Canadians and scientists spoke out. Politicians responded. Science advocacy works.

What’s next? Is this ‘mission accomplished’?

No. Not at all. This is only a first step.

The announced support is “bridge funding,” meaning that it is temporary and short-term. It solves an immediate problem: PEARL was preparing to shut down due to a rapidly approaching end-of-funding horizon in a few months. Many long-term datasets and projects studying how the atmosphere works and how it is changing were at risk. This new funding ensures those measurements will continue. For a while.

What’s on the other end of the bridge?

At the moment, nothing. We’re poised for another funding crisis in 2019. Just like 2017. And 2012. And 2002*. Will I find myself leading another march for science, asking the government to fund PEARL again in a couple years? (I discussed this in a recent Story Collider event: script here.)

This temporary funding for PEARL is necessary because the Trudeau government decided not to continue or replace the existing formal funding mechanism, the Canadian Climate and Atmospheric Research (CCAR) program. CCAR supported several major research projects, one of which was PEARL. CCAR was evaluated by NSERC a year ago (online report & infographic), which recommended continued funding because it provided unique and much-needed support for Canadian scientists. It even noted PEARL wouldn’t exist without CCAR – it “saved PEARL” in 2013. But no money was allocated to continue CCAR in the spring budget, creating a crisis in Canadian climate science funding. Other affected projects are still without a clear path forward.

Minister of Science Kirsty Duncan was quoted by the CBC saying:

Climate change research and the Arctic are far too important and they deserve more than one-off efforts. They deserve a comprehensive, thoughtful, approach.”
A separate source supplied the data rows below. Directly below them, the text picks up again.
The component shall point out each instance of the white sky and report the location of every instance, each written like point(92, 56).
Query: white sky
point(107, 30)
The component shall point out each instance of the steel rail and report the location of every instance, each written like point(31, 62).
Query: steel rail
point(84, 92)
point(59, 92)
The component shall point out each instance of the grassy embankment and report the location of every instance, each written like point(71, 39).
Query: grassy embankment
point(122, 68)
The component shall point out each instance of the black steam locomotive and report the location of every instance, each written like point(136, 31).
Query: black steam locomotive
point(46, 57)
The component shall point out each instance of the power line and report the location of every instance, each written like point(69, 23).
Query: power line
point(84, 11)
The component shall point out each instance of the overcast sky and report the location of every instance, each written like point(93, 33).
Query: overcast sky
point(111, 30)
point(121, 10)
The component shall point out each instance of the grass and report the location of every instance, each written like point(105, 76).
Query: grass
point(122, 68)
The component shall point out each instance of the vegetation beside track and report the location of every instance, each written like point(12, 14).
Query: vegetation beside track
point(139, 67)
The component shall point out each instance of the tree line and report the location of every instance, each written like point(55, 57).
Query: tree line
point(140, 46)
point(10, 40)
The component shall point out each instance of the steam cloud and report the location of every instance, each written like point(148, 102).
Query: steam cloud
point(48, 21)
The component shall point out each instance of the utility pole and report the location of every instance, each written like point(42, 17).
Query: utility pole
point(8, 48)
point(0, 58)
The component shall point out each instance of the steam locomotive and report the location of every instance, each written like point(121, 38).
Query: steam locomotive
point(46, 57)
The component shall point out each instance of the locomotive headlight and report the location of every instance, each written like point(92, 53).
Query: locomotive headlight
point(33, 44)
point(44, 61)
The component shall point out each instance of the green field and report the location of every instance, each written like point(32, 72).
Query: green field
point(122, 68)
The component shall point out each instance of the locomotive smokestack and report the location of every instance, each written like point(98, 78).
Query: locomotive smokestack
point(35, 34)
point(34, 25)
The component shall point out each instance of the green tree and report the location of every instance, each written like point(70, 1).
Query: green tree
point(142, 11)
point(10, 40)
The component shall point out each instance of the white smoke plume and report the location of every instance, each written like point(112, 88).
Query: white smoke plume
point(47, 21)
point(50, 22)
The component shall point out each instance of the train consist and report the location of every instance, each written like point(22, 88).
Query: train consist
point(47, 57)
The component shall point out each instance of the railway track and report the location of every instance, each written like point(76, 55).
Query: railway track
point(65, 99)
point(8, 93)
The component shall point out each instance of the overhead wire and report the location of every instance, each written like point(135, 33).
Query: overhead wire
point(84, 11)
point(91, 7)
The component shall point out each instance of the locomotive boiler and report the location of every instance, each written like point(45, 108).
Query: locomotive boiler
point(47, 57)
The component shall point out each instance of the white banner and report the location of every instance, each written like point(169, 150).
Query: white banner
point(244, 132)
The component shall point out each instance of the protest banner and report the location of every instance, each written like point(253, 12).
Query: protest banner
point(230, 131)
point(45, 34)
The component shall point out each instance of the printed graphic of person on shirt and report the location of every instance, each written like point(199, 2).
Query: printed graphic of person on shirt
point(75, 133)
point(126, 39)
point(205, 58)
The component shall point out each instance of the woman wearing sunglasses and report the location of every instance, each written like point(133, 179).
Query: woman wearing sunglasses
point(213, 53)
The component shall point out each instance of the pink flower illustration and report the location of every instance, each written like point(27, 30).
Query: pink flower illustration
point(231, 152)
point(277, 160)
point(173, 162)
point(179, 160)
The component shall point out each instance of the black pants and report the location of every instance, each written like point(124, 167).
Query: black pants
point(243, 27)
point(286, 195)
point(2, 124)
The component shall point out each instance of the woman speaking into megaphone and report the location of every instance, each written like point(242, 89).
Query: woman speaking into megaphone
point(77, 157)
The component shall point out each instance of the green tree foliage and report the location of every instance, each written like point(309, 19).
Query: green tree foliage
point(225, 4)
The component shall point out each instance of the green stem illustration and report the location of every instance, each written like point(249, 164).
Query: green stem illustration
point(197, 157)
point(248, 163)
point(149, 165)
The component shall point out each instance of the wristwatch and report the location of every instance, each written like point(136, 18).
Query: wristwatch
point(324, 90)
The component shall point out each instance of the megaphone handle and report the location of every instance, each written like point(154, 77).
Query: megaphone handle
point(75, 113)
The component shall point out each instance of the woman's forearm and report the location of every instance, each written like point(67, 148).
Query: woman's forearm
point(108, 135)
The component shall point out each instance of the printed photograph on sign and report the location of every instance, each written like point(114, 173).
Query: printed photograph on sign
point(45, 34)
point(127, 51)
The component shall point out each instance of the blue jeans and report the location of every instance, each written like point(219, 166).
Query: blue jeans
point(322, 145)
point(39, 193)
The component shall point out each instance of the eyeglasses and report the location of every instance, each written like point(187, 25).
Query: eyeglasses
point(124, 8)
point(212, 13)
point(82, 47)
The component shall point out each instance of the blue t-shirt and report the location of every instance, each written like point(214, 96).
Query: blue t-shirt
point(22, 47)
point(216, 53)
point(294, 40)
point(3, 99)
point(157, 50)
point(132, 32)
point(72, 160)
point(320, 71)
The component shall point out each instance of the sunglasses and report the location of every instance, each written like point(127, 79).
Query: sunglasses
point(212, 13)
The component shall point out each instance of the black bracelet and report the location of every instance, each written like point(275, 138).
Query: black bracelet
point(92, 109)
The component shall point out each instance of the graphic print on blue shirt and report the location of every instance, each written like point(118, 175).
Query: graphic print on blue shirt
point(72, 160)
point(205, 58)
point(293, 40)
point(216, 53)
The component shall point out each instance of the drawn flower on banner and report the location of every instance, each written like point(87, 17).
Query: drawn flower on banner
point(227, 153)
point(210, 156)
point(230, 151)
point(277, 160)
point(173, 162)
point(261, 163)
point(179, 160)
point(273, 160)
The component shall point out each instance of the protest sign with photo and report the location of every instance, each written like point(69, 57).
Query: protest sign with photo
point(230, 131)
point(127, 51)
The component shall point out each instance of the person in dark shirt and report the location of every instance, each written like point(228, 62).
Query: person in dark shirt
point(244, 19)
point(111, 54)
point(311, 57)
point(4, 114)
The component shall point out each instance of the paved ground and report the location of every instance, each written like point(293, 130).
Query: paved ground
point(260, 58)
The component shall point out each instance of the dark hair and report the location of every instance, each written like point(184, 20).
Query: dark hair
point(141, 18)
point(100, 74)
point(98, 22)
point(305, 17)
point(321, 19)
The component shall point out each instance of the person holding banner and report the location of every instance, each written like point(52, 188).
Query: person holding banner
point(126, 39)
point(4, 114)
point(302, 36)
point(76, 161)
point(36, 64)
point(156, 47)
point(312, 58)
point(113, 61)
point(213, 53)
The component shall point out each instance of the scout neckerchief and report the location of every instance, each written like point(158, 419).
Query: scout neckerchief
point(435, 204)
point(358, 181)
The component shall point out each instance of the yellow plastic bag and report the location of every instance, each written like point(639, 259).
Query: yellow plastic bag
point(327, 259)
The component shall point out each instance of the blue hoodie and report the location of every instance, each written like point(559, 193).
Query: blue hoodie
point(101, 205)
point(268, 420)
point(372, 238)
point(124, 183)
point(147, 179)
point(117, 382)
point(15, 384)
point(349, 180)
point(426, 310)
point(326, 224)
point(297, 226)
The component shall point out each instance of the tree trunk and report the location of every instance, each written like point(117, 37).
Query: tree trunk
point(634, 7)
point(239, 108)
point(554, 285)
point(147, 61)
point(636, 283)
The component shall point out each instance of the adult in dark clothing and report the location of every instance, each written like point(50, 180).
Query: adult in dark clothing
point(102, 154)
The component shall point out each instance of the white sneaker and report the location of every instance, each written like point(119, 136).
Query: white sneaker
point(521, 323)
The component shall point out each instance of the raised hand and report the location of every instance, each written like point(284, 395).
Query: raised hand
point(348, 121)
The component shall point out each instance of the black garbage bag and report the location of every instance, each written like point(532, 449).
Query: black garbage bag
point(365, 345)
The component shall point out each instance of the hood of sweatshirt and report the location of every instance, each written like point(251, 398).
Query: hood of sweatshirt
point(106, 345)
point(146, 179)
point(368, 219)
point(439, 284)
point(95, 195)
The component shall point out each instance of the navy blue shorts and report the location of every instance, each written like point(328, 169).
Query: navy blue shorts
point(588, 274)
She is absolutely right. But what we have at the moment is another one-off effort. What we need next is the comprehensive, thoughtful approach.

CCAR wasn’t perfect. It only had one scale of project funding and was designed to accept proposals only once every five years. The funds had limitations, e.g. PEARL couldn’t pay for electricity using CCAR grant money. And clearly the CCAR structure wasn’t immune from political winds. It existed briefly, to pick up the pieces after an earlier, larger funding program was left to crumble by the Harper government, only to be ended by the Trudeau government. This hardly seems to have been a stable, long-term platform for supporting climate science.

Canada can do better.

We could create a foundation to administer climate and atmospheric research funding. It could be set up at arms-length from the government with an eye on the long-term nature of the issues. It should offer support for research at multiple scales, and have regular calls for new proposals. This was done before, in the early 2000s. It was called the Canadian Foundation for Climate and Atmospheric Sciences (CFCAS), and was ended in 2011 by the Harper government. This precipitated PEARL’s 2012 funding crisis.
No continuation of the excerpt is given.